Rate cuts, growth stocks, and AI support positive outlook for EMs

Portfolio manager at Franklin Templeton highlights 2024 expectations for emerging markets, plus themes for long-term outlook

Rate cuts, growth stocks, and AI support positive outlook for EMs

Rate cuts, stable election expectations, and continued high hopes for tech stocks are all adding to a constructive outlook for emerging markets this year, according to one portfolio manager.

Susan Gim, institutional portfolio manager at Martin Currie, part of Franklin Templeton (pictured above), says policy rates will be more accommodative among EMs in 2024 as inflation numbers roll over and CPI readings continue to be benign.

“In addition, EM economies have been more disciplined in the post-Covid era with superior monetary and fiscal discipline,” Gim told Wealth Professional. “From a big-picture perspective, most if not all of the emerging economies will undertake some form of policy rate cuts.”

Growth comes into focus

Gim notes, inflation has been a non-issue in China with flat to negative price trends reflected in both CPI and PPI readings on a trailing 12-month basis.

Looking at the country’s stock market, she says China-listed quality growth stocks have been impacted by an outflow of foreign investment assets, as well as lower global allocations to EM equity as an asset class.

“One recent development is the increasing probability of slower economic growth coming out of the US,” Gim says. “In this environment, growth stocks have been outperforming in the US as investors are willing to pay a ‘growth premium.’ However, EM growth stocks have lagged value stocks.”

Notwithstanding EMs’ traditional reputation as growth havens, she says value has outperformed growth in those regions for three consecutive years.
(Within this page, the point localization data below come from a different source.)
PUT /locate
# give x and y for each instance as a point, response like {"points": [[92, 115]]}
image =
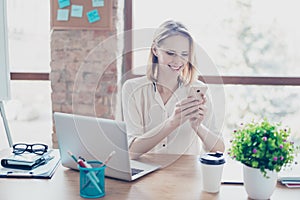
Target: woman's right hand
{"points": [[184, 110]]}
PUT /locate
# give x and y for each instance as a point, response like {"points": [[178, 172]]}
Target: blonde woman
{"points": [[159, 114]]}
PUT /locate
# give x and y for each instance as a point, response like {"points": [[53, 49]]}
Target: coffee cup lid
{"points": [[213, 158]]}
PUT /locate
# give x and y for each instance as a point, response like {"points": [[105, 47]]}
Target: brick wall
{"points": [[84, 70]]}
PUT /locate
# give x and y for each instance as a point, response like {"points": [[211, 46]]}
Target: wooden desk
{"points": [[179, 179]]}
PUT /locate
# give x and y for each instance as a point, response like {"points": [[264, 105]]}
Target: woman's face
{"points": [[173, 54]]}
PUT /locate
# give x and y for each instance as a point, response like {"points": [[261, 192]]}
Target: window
{"points": [[29, 110], [248, 46]]}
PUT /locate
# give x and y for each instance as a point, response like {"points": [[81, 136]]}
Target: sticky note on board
{"points": [[63, 3], [93, 16], [98, 3], [76, 11], [62, 15]]}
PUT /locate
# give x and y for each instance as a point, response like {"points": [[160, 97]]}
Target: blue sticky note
{"points": [[76, 11], [62, 15], [93, 16], [98, 3], [63, 3]]}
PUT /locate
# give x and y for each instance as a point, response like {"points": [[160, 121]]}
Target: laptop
{"points": [[94, 139]]}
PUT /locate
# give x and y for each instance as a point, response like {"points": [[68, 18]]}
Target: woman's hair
{"points": [[165, 30]]}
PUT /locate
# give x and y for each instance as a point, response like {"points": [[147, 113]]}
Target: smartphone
{"points": [[197, 90]]}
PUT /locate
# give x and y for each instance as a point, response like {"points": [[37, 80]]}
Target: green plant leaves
{"points": [[262, 145]]}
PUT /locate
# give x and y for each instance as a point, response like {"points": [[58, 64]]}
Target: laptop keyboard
{"points": [[135, 171]]}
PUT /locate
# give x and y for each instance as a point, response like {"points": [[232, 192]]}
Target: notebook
{"points": [[94, 139], [43, 171]]}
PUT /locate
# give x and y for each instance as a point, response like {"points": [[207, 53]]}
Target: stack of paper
{"points": [[45, 170]]}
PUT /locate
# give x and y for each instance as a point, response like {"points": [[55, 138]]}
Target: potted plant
{"points": [[263, 148]]}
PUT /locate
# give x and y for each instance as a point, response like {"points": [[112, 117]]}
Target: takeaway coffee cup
{"points": [[212, 167]]}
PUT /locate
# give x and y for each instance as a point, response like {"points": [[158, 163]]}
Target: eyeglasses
{"points": [[39, 149], [173, 53]]}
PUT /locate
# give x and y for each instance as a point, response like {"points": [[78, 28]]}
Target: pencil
{"points": [[72, 155], [108, 158]]}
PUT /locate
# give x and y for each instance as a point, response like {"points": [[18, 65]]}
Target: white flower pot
{"points": [[257, 186]]}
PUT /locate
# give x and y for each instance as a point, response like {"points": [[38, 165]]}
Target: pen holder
{"points": [[92, 181]]}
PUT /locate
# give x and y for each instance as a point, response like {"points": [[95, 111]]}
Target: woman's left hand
{"points": [[195, 122]]}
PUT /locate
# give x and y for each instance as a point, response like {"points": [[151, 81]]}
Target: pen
{"points": [[108, 158], [91, 176], [74, 158]]}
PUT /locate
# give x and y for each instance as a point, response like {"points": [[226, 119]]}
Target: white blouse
{"points": [[144, 110]]}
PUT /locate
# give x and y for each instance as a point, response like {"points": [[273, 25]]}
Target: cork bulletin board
{"points": [[81, 14]]}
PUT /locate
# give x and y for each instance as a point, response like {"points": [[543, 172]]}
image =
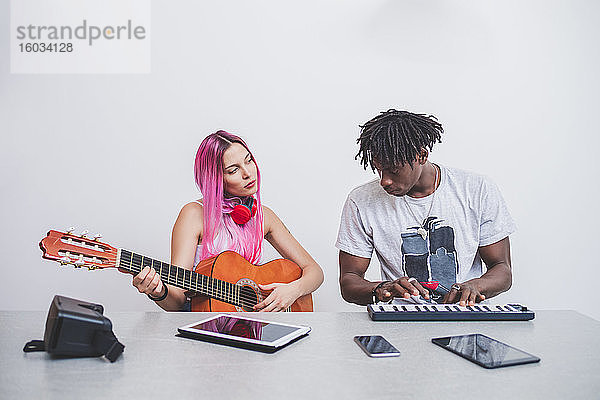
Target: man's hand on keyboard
{"points": [[464, 294]]}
That trend, she and her colleagues at Martin Currie argue, has made EM growth stock valuations attractive coming into 2024.

With elections set to take place in eight of the 10 most populous countries in the world, according to HSBC, Gim anticipates stability across most EM markets. Most elections in EMs – including Taiwan Indonesia, South Korea, and India – will be held in the first half of the year.

“Electoral disruptions are unlikely with the exception of a few markets such as South Africa where the African National Congress is under pressure,” Gim says.

“India is the next major EM economy to have significant elections with a general election anticipated for April/May 2024. Given the recent results from state elections, where the Bharatiya Janata Party (BJP) had a resounding victory, we expect that BJP will continue its political momentum.”

Tech opportunities emerging

From a portfolio perspective, Martin Currie continues to see long-term upside potential in EM companies with quality and growth characteristics. Many opportunities within that cohort, Gim says, are underpinned by ongoing structural themes supporting emerging economies.

“For instance, we have long believed that EMs are increasingly the producers, and not just consumers, of globally relevant intellectual property and an example of this is in artificial intelligence (AI), where EMs hold a myriad of opportunities,” she says.

Amid an explosion of interest in AI in 2023, she says IT stocks in Asia – particularly from Korea and Taiwan, which saw a dramatic demand shift – contributed very strongly to EM performance.

“We continue to believe that Korean and Taiwan technology companies are best positioned to benefit from a structural demand cycle coming out of AI,” Gim says. “We believe that these companies are now harvesting their intellectual property leadership and able to capture both pricing power as well as tremendous unit growth demand.”

The past 12 months have seen EM tech stocks generate a 16.8% return, contributing around 40% to index performance, Gim says. With the sector expected to benefit from an earnings rebound, she anticipates the trend will continue over the course of 2024.

“There is an entire ecosystem of companies that are set to benefit from long-term growth runways generated from AI,” she says. “IT services, for example, remains a strong cohort of investments in the EMs. IT service leaders can be found in all geographies ranging from India to South America and Central/Eastern Europe.”